I was drawn to Trick Mirror by its subtitle, "Reflections on Self-Delusion," and sold on it by this part of the introduction:
When I feel confused about something, I write about it until I turn into the person who shows up on paper: a person who is plausibly trustworthy, intuitive, and clear. It's exactly this habit – or compulsion – that makes me suspect that I am fooling myself. If I were, in fact, the calm person who shows up on paper, why would I always need to hammer out a narrative that gets me there?

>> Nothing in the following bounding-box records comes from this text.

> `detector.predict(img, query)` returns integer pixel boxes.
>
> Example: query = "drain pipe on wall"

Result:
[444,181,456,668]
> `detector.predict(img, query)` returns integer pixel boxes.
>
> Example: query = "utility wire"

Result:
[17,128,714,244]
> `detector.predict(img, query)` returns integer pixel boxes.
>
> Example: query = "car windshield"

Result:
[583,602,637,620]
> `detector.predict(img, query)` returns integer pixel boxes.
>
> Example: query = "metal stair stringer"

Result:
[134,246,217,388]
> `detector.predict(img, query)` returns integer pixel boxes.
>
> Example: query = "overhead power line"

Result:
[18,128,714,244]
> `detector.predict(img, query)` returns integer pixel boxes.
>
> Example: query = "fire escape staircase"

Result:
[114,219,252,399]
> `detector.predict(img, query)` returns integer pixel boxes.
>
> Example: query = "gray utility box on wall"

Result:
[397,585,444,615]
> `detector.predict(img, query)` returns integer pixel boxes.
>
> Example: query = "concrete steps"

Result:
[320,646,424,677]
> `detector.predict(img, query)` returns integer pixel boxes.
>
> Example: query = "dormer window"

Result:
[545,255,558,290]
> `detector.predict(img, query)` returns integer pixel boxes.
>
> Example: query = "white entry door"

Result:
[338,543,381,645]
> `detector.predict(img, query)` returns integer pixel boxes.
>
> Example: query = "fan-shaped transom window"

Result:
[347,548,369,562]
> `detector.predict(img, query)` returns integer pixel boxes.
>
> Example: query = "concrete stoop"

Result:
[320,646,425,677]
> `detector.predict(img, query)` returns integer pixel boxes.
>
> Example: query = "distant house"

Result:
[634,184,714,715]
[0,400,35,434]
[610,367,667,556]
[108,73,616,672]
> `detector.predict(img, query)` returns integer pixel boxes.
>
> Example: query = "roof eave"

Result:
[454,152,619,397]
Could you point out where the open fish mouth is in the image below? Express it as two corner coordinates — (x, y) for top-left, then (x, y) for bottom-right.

Trick Mirror is a collection of essays that circle around the idea that our self images are stories we tell ourselves, just as our public personas are stories we project to others, and that society dictates the range of available stories. The specific subjects and arguments are familiar ones – how the Internet substitutes "virtue signaling" for action, the seven scams that define the millennial generation, religion and drugs as paths to ecstatic experience, rape culture on college campuses, the wedding industrial complex – but Tolentino covers them with a smidgen more insight and a more personal touch than your typical magazine article.
For example, when talking about the gig economy, Tolentino notes that popular opinion is that millennials prefer the freedom of freelancing because "it's just easier to be think millennials float from gig to gig because we're shiftless or spoiled or in love with the 'hustle' than to consider the fact that the labor market is punitively unstable and growing more so every day." She follows this point with a story about her own professional life.